Le scansioni 3D danno nuova vita al Dodo

Tutti conoscono la storia di il dodo , Giusto? Uccello grande, lento, muto, a forma di pera che fondamentalmente meritato la sua estinzione quando coloni affamati arrivarono sulla sua isola isolata, isola di Mauritius, nel XVII secolo. Non così in fretta. Il paleontologo Leon Claessens dell'Università della Santa Croce ha trascorso gli ultimi quattro anni utilizzando scansioni 3D e ricostruzioni virtuali per riscrivere la storia di questo uccello tanto diffamato, come descritto in questo recente Audubon articolo di Jennifer Huizen .





Una ricostruzione del dodo effettuata prima delle recenti scansioni 3D ci ha fornito una migliore comprensione della biologia dell'uccello.

Il lavoro di Claessens è posato sui telai alti tre piedi dei due scheletri di dodo più completi oggi disponibili. Tutti gli scheletri che potresti aver visto nel tuo museo di storia naturale locale sono quasi certamente compositi truccati fatti di cianfrusaglie ossificate da più uccelli individuali, di conseguenza, non catturano accuratamente le proporzioni di un singolo uccello.

Lui e il suo team hanno scansionato i delicati scheletri usando i laser per creare ricostruzioni virtuali 3D dettagliate. Il scheletri digitalizzati fornire ai paleontologi di tutto il mondo l'accesso alle migliori prove esistenti della biologia dell'uccello.



Oltre a un uccello complessivamente più magro e dinamico, Claessens e il suo team hanno anche rivelato aspetti del tutto sconosciuti dell'anatomia del dodo. Secondo un rapporto dello scorso anno da Charles Q. Choi a Scienza dal vivo , le nuove ossa includevano rotule, che hanno rilevanza per quanto bene l'uccello fosse in grado di muoversi. Choi scrive:

[S] scoprendo nuove ossa del ginocchio e della caviglia del dodo, possiamo imparare molto su come si muoveva, ha detto Claessens.
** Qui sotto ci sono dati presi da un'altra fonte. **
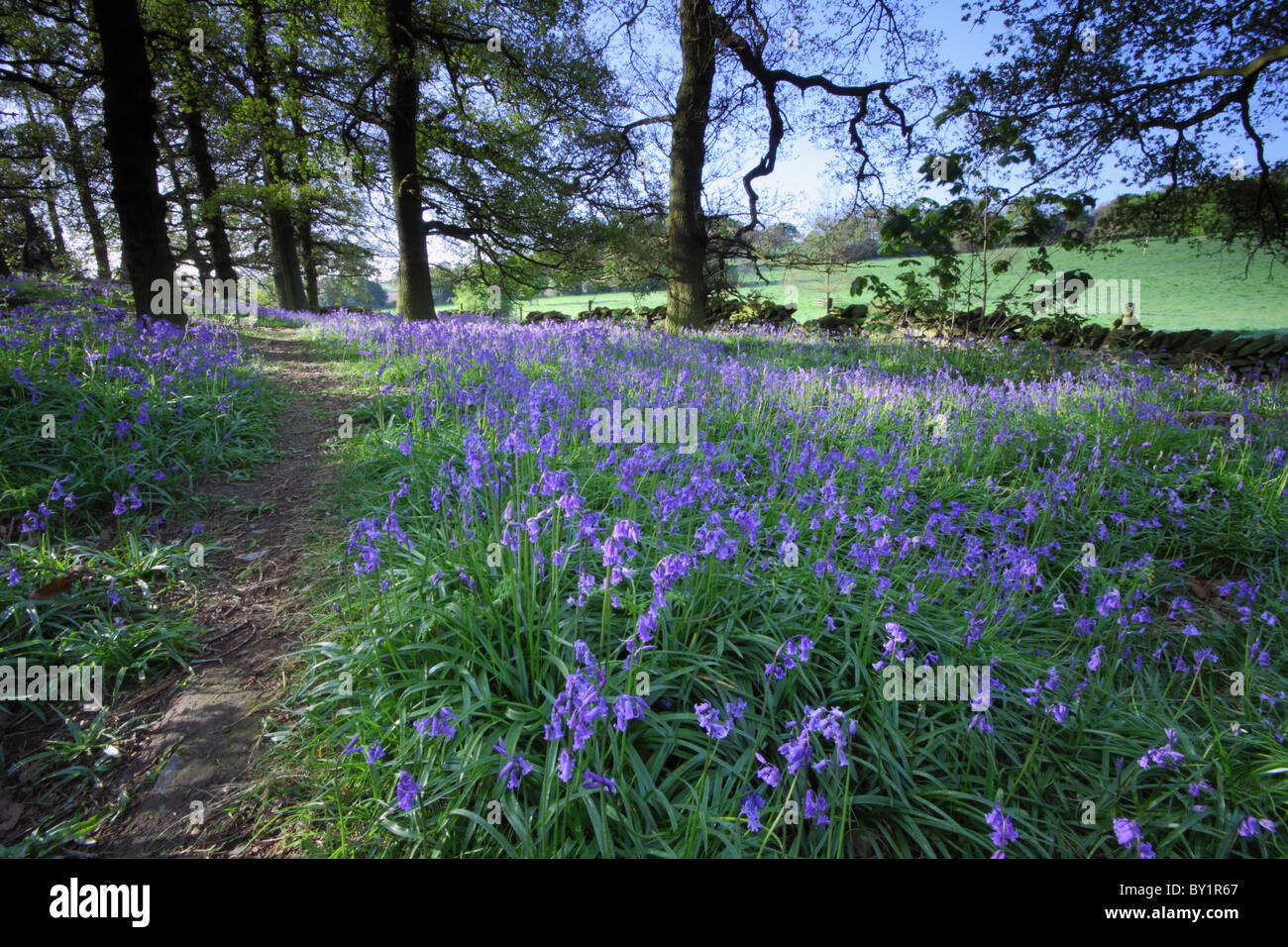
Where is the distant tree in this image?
[318,275,389,309]
[945,0,1288,259]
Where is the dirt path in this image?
[97,329,355,857]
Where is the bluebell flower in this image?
[581,770,617,796]
[398,770,422,811]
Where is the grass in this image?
[499,240,1288,333]
[267,313,1288,857]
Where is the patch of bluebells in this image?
[1136,728,1185,770]
[1115,818,1154,858]
[693,697,747,741]
[765,635,814,681]
[492,740,532,789]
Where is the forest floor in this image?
[95,327,353,857]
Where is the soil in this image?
[89,329,355,858]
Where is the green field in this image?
[499,240,1288,333]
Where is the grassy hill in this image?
[488,241,1288,331]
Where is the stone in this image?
[1195,329,1239,352]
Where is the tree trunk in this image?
[22,204,54,273]
[21,86,67,265]
[58,102,112,279]
[248,0,308,310]
[300,218,322,312]
[91,0,187,326]
[666,0,716,333]
[180,103,237,279]
[385,0,435,320]
[164,152,211,278]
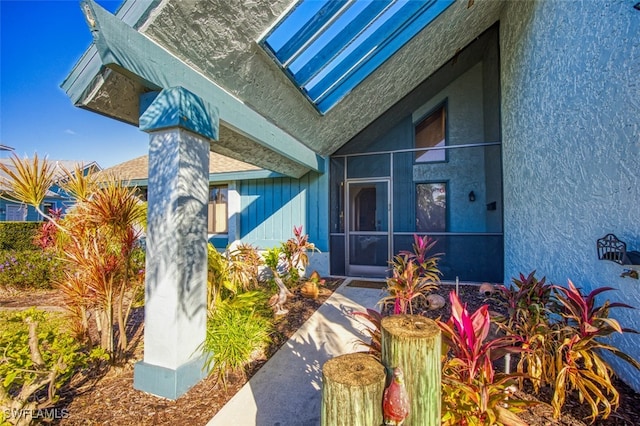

Farà un'enorme differenza nei calcoli della forza muscolare che il dodo potrebbe aver generato.

I ricercatori hanno anche scoperto che lo sterno del dodo, o sterno, mancava di una chiglia, a differenza del solitario Rodrigues, un piccione incapace di volare estinto strettamente imparentato che era noto per aver usato le ali in combattimento. Ciò suggerisce che i dodo si combattono tra loro meno di quanto i solitari Rodrigues si combattano tra loro.



La chiglia sullo sterno di un uccello è lì per i grandi muscoli del seno necessari per il volo di potenza. La mancanza di una chiglia può anche far luce sulla storia evolutiva degli uccelli, poiché la perdita di una chiglia spesso accompagna l'evoluzione dell'assenza di volo.

Claessens non è il primo ad affrontare l'idea che il dodo potrebbe non essere lo stupido per cui lo prendiamo. Il paleontologo Brian Switek ha scritto un ottimo 2011 Cablata storia svelando il gioco culturale del telefono che ci ha dato la nostra immagine moderna deformata dell'uccello.

La specie è scomparsa in un tempo prima che qualcuno capisse davvero la posta in gioco dell'estinzione. L'uccello si estinse nel 1660 e quasi nessuno pensava di fare buone registrazioni di questo uccello unico. Pertanto, la fornitura di prove affidabili sulla biologia del dodo è estremamente limitata. Anche i disegni accurati sono rari, scrive Switek:



La maggior parte degli artisti che hanno illustrato l'uccello non avevano visto un esemplare vivente. Questa situazione ha lasciato almeno un segno rivelatore nelle interpretazioni artistiche dell'uccello: le narici allargate. Schizzi di uccelli vivi e recentemente deceduti mostrano le narici molto piccole, ma negli scheletri e negli esemplari impagliati il ​​tessuto molle era scomparso, lasciando la cavità nasale aperta e dall'aspetto relativamente grande.

Animali tassidermizzati non erano molto meglio , poiché anch'essi erano tipicamente montati da persone che non avevano mai visto l'animale in natura. Contrariamente alla percezione popolare, tassidermia non è così semplice come rimettere insieme i pezzi di un puzzle, quindi anche con un buon scheletro e una pelle intatta con cui lavorare, non c'è garanzia di precisione.

Per una specie che è passata da scoperta a morta in un batter d'occhio storico, i dodo hanno lasciato un segno duraturo nella nostra coscienza culturale. Il mistero che circonda la sua vita è stato oscurato dalla mitologia della sua morte. Claessens e il suo team stanno pianificando di pubblicare modelli rivisti dell'uccello entro la fine dell'anno nel Giornale di Paleontologia —forse allora incontreremo le specie che abbiamo elogiato negli ultimi 350 anni.